MIRACLEMAN de Alan Moore

Publicada el 16 de octubre de 2013 por CEFYC.

Cuando hablamos de la obra del maestro Alan Moore, es inevitable hablar de “Watchmen”, “From Hell”, “Swamp Thing” o “V for Vendetta”, auténticas joyas que deben faltar en ninguna buena comicteca. Sin embargo, hay una obra que no goza del renombre de las antes mencionadas. No es una cuestión de calidad, ni se trata de una obra menor de Alan Moore. Sencillamente, mientras que las anteriores han sido constantemente reeditadas (y cada reedición acompañada de nuevas críticas y revisiones) y publicitadas, la obra de la que vamos a hablar, por temas legales, nunca ha sido reeditada hasta ahora. Hablamos de “Miracleman”.
Miracleman-Alan-Moore-01O “Marvelman”, que es su título original en el Reino Unido, antes de cambiar de nombre al ser publicada en los Estados Unidos y, a través de éstos, en el resto del mundo, tema que comentaremos más adelante.
Pero vayamos al principio, a los lejanos años 40 del siglo pasado, donde nos encontramos a la editorial británica L. Miller & Son, dedicada principalmente a la reedición de cómics norteamericanos y cuya principal publicación y mayor éxito de ventas, a un lado y otro del Atlántico, era “Capitán Marvel” y su numerosa familia, propiedad de la editorial de Minnesota Fawcett Publications.
Pero en el año 1951, DC Comics (entonces llamada National Periodicals) gana un litigio contra Fawcett Publications por plagio. Y es que su personaje principal, “Capitán Marvel”, guardaba demasiado parecido con “Superman”
Así que en 1954, Fawcett dejó de publicar las aventuras del alter ego de Billy Batson y su familia.

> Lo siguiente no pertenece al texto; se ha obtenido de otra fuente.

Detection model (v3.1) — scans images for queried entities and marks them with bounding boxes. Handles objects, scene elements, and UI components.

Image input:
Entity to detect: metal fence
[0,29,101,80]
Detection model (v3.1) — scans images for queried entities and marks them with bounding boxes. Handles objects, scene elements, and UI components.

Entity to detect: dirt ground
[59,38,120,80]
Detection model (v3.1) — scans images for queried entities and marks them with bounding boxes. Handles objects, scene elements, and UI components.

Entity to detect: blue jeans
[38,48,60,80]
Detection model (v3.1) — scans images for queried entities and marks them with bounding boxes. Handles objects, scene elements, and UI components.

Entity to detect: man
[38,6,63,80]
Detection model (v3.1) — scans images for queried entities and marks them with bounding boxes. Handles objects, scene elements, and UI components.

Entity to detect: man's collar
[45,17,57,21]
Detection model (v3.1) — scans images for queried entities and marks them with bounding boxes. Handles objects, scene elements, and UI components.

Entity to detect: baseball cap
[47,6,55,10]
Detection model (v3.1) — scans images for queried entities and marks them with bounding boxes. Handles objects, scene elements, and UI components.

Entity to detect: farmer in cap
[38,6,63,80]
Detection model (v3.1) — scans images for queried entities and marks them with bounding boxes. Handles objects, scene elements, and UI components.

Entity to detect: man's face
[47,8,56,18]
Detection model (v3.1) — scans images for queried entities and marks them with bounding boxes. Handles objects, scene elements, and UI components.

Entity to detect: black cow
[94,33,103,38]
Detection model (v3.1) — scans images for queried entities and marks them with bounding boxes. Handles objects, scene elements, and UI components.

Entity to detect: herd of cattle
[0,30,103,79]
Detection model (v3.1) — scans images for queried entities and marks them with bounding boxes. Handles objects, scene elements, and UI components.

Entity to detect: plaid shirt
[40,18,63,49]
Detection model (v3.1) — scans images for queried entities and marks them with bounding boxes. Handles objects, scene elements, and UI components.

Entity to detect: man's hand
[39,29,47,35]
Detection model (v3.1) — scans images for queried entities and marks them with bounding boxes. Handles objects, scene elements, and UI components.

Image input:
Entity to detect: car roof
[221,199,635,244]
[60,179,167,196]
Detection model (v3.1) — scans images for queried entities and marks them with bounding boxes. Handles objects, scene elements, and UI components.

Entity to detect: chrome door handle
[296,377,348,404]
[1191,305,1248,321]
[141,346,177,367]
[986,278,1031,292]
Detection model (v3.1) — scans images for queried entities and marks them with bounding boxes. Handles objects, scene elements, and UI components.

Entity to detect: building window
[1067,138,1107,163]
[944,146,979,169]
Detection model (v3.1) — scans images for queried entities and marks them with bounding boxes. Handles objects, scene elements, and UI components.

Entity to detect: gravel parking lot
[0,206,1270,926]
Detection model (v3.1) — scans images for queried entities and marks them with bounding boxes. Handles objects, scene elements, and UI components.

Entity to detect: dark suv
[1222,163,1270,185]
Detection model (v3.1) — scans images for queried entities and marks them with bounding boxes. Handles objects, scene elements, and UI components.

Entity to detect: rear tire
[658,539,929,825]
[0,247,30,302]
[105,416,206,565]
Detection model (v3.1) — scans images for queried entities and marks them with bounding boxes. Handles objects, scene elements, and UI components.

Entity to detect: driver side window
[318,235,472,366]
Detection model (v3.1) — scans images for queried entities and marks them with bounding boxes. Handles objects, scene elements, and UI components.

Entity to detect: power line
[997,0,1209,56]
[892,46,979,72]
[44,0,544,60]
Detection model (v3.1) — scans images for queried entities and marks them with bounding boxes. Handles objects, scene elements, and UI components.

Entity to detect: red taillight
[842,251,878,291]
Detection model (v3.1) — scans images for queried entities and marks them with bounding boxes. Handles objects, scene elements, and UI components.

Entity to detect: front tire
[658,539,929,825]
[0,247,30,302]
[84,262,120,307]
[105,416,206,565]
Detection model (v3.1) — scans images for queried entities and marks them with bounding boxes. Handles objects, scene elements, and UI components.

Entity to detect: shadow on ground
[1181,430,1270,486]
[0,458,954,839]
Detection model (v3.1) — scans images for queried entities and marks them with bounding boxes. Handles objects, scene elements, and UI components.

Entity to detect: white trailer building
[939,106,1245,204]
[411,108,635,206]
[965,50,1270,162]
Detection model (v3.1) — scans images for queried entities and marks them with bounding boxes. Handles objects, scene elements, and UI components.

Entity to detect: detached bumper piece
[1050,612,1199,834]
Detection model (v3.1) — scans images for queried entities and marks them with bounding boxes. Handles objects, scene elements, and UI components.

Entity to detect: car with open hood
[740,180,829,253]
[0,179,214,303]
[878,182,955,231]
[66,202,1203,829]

Las consecuencias para L. Miller & Son solo pueden definirse como catastróficas. Al borde del abismo, la editorial recurriría a Mick Anglo para crear un nuevo personaje que sustituyera al “Capitán Marvel”, y que se pareciera la suficiente a este como para conservar a los lectores, pero sin caer en el error de Fawcett y ser acusados de plagio. Así que Anglo, junto al dueño de la editorial, Len Miller, exploraron cada resquicio de las leyes sobre copyright hasta crear a “Marvelman” y su álter ego, Michael Moran, quién ahora, en lugar de usar la palabra “SHAZAM!” para desencadenar su transformación, utilizaría la palabra “KIMOTA” (“ATOMIK” al revés). De igual manera, el Capitán Marvel Jr. encontró su equivalente en Young Marvelman; Mary Marvel en Kid Marvelman (con cambio de sexo incluido); y el malvado Dr. Sivana en el Dr. Gargunza.
La editorial inglesa lanzó tres títulos, “Marvelman”, “Marvelman Family” y “Young Marvelman”, que pese a sus historias simplistas y repetitivas, cosechó un gran éxito y encandiló a un niño llamado Alan Moore, convirtiéndose en su cómic favorito en los años 50.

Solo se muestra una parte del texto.